CDU Hasselroth spricht sich gegen Steuererhöhungen im Jahr 2018 aus

Die CDU-Fraktion Hasselroth hat im Rahmen der Haushaltsdiskussion für das Jahr 2018 in der Gemeindevertretung geschlossen gegen jegliche Steuererhöhungen gestimmt. SPD und SWG stimmten hingegen für eine weitere Erhöhung der Gewerbesteuer. 
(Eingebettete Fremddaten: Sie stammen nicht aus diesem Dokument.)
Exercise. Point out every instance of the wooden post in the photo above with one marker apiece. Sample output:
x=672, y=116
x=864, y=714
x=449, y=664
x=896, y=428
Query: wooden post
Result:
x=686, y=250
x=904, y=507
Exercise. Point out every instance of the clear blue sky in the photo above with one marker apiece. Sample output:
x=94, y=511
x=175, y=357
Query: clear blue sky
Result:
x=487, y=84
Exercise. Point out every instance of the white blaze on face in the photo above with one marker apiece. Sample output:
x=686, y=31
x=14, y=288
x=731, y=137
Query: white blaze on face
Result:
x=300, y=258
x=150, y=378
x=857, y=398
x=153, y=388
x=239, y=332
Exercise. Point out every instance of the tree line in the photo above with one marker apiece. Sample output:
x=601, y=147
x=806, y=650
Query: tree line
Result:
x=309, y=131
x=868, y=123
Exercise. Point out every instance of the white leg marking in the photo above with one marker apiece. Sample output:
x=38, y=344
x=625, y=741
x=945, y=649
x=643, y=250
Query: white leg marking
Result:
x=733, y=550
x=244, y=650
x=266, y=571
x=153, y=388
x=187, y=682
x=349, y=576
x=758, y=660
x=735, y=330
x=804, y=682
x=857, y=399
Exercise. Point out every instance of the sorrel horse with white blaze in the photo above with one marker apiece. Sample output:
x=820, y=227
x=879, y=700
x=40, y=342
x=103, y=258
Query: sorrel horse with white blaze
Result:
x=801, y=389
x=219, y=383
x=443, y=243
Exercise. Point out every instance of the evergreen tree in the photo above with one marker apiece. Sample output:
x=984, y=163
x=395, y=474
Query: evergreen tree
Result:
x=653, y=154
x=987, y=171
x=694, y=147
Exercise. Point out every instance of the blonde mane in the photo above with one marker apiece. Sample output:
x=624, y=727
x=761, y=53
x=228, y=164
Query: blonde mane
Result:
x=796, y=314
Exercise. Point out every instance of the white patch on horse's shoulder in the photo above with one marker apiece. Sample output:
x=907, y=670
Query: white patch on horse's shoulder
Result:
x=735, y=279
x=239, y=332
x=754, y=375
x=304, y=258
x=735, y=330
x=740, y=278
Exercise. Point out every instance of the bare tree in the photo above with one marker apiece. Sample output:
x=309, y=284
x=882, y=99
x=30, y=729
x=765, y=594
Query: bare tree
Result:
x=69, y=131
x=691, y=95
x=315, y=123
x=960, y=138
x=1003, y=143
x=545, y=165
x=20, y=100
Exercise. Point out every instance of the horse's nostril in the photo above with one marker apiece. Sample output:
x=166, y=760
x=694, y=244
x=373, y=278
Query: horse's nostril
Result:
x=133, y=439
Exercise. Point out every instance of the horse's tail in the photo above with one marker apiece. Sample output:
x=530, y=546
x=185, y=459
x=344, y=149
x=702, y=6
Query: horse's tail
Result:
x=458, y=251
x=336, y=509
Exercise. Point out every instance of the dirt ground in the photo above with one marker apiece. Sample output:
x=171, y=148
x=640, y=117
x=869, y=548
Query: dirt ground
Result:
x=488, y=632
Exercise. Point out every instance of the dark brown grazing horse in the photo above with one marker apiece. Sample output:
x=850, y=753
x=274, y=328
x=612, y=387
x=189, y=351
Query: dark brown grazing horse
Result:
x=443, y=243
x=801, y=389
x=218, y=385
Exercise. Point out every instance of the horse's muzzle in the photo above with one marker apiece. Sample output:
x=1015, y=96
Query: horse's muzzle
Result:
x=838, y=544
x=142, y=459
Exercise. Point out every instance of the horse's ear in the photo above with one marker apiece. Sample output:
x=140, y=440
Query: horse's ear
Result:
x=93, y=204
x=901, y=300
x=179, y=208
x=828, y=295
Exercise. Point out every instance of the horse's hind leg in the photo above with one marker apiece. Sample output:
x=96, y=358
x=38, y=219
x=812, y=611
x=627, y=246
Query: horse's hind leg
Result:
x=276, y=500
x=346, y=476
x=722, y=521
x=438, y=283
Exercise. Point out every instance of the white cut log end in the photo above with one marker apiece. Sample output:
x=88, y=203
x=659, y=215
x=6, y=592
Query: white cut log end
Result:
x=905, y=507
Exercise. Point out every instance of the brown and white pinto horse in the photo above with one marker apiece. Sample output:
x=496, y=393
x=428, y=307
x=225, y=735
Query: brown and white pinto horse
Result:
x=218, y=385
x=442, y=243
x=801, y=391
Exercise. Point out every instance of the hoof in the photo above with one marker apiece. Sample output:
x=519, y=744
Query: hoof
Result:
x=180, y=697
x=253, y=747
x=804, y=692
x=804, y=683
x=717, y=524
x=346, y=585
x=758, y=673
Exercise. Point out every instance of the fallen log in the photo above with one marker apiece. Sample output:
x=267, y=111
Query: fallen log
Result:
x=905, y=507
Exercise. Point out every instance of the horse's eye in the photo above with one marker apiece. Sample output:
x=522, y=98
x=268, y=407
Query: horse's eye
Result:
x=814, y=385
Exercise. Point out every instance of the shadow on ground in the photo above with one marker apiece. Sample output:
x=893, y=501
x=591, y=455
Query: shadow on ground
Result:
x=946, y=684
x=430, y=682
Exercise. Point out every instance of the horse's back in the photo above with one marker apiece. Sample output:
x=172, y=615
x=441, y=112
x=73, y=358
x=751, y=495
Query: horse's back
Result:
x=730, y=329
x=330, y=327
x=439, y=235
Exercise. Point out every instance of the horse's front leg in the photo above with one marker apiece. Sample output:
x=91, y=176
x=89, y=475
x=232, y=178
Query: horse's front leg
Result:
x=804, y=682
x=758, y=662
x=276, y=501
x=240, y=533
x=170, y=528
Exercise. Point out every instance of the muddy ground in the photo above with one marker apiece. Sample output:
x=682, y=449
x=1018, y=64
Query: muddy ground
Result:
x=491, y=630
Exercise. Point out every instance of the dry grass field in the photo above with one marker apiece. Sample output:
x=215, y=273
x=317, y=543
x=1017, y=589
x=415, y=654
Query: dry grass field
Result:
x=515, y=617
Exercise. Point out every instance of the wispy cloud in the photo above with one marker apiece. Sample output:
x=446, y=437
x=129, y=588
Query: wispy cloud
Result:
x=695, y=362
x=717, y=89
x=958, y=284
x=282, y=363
Der Haushaltsentwurf für das Jahr 2018 sah zunächst eine Steigerung der Hebesätze für die Grundsteuer A von 370 auf 390 Punkte vor. Die Grundsteuer B und die Gewerbesteuer sollten von 400 auf 420 Punkte steigen. Mit diesen Erhöhungen wurde mit einem Haushaltsüberschuss von 80.000€ gerechnet. Dieses Ergebnis basierte jedoch auf den Steuerschätzungen vom Mai 2017. Die CDU-Fraktion beantragte daher die Einbindung der Steuerschätzung vom November 2017, die aufgrund der guten konjunkturellen Lage eine Steigerung des Anteils der Kommunen an der Einkommenssteuer von über 2% gegenüber der Schätzung von Mai 2017 vorgesehen hat.

 

„Durch das Einbinden der neuen Schätzung hätten wir den finanziellen Spielraum gehabt, um ohne Steuererhöhungen einen ausgeglichenen Haushalt vorweisen zu können. Dass SPD und SWG die Gewerbesteuer ohne Notwendigkeit auf einen der höchsten Hebesätze im gesamten Main-Kinzig-Kreis erhöht haben, ist gegenüber unseren Gewerbetreibenden unverantwortlich.“, bewertet der CDU-Fraktionsvorsitzende Sascha Gourdet das Abstimmverhalten. Bereits im Jahr 2017 war der Gewerbesteuersatz in Hasselroth nach den Berechnungen des Bundes der Steuerzahler deutlich über dem Durchschnitt von 376 Prozent im Main-Kinzig-Kreis. „Zwar bestehen in Hasselroth sehr gute Voraussetzungen für Gewerbetreibende. Dies rechtfertigt jedoch nicht die Höhe des Steuersatzes. In den vorigen Legislaturperioden war es gängige Praxis, dass der Haushaltsentwurf der aktuellsten Steuerentwicklung angepasst wurde. Dass sich SPD und SWG dem nun verweigert haben, um eine Steuererhöhung zu begründen, ist nicht nachvollziehbar.“, ergänzt der stellvertretende Fraktionsvorsitzende Torsten Rösch.

 

Besonders verwunderlich sei es, dass sich SPD und SWG in der Vergangenheit stets für eine Neuausweisung von Gewerbegebieten ausgesprochen haben, doch nun potenzielle Interessenten durch die Steuererhöhungen abschrecken. „Insgesamt bleibt es zu hoffen, dass die anderen Fraktionen in Zukunft der Ansicht der CDU folgen und sich für einen ausgeglichenen Haushalt ohne jegliche Steuererhöhungen einsetzen. Die derzeitige positive finanzielle Lage ist vor allem auf die starke Deutsche Wirtschaft zurückzuführen und somit auch auf die Arbeit der Bürgerinnen und Bürger Hasselroths. Das sollten sich SPD und SWG vor Augen führen, bevor Sie das nächste Mal die Steuern ohne Not erhöhen.“, gibt Rösch zu bedenken.

In den vergangenen Jahren mussten bereits aufgrund der Vorgaben der Kommunalaufsicht die Grundsteuern sowie die Gewerbesteuer in Hasselroth erhöht werden. „Insgesamt zeigt sich, dass sich die Anstrengungen der vergangenen Jahre gelohnt haben und wir angesichts der derzeitigen finanziellen Situation optimistisch in die Zukunft blicken können“, so Gourdet weiter. Nach jetzigem Stand werden 2018 die die kumulierten aufgelaufenen Defizite ausgeglichen sein. „Unser Ziel in den kommenden Jahren ist es, weitere Steuererhöhungen zu vermeiden. Wir sind zuversichtlich, dass diese auch nicht erforderlich sein werden“, erklären Rösch und Gourdet abschließend.